Overexertion injuries are not limited only to workers who perform physically demanding jobs. Sitting at the computer for 8 -10 a day can put you at high risk for carpal tunnel syndrome as well as neck pain, backaches and eye strain, all of which are overexertion injuries. These can largely be avoided by ensuring that the workplace is ergonomically designed and that employees get sufficient breaks away from the computer.
Causes And Symptoms Of Mental Overexertion At Work
Some jobs are mentally demanding and can leave you feeling drained at the end of the day. This is commonly referred to as ‘burnout’. It occurs when all of your physical, mental and emotional resources have been used up.
As with most mental injuries, it is harder to see it coming as there are no visible indicators in the initial stages. The symptoms of mental overexertion develop and build slowly and only become evident when it reaches a severe stage.

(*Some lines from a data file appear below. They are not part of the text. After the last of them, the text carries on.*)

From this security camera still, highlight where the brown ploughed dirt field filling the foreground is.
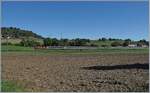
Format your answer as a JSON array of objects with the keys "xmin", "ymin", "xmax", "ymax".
[{"xmin": 2, "ymin": 54, "xmax": 149, "ymax": 92}]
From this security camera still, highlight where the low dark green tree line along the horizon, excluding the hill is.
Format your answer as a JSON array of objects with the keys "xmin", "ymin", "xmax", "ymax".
[{"xmin": 2, "ymin": 38, "xmax": 149, "ymax": 47}]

While short-term mental overexertion can lead to irritability, mental fatigue and poor performance at work, long-term overexertion can lead to loss of memory and even depression.

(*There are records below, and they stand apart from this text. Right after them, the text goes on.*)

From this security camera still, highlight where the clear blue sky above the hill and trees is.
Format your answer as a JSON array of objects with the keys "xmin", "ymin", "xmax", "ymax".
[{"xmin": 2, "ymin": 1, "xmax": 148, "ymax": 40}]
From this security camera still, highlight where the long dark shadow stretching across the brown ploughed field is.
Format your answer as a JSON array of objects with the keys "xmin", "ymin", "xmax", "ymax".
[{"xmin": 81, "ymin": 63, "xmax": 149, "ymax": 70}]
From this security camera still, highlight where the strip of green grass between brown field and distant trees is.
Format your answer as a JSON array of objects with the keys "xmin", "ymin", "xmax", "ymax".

How Mental Overexertion Injuries In The Workplace Can Be Prevented
Education for both employers and employees is the single most effective preventive strategy where mental overexertion in the workplace is concerned. Employers must ensure that work is assigned out fairly so that no one worker is shouldering all the responsibilities.
As an employee, you must learn to recognise the signs of impending burnout. If you are feeling more stressed out than usual and if those persistently high-stress levels are affecting your personal life, it may be time to re-assess your workload and your ability to handle it.
Fatigue As A Result Of Physical Or Mental Overexertion
Lack of sleep coupled with pushing yourself mentally and physically for extended periods can result in fatigue. It can be compared to burning a candle from both ends at the same time, where the burn time is obviously reduced.
Most of us tend to underestimate the devastating effects of fatigue. The truth is fatigue can have a domino effect on your physical and mental health. It affects your sleep, which can then cause irrationality, irritability, decreased cognitive function, dull reflexes, increased risk of accidents and mistakes, depression, increased blood pressure, arrhythmia, shortness of breath and dizziness.
Not a pretty picture at all.
Three of the most important things you can do to prevent fallout from fatigue are getting enough sleep, eating healthy meals and taking regular breaks.
- Getting enough sleep is crucial for your body and mind to get the rest they need after a demanding day at work. Make sure you get sufficient sleep.
- Eating healthy meals ensures that your body and mind get the nutrition they need to perform at peak efficiency.
- Last but certainly not least, take a break. Have you taken a break lately? If not, it may be time to take one. Taking regular breaks is more important than most of us realise. Without a break, you will soon be running on empty.
Taking a short break and getting away from it all or taking some time off to indulge in a favourite hobby may be all you need to feel recharged and refreshed. It’s much better to take a break from a demanding job rather than suffer overexertion in the workplace and be forced to stay away for a longer period of time.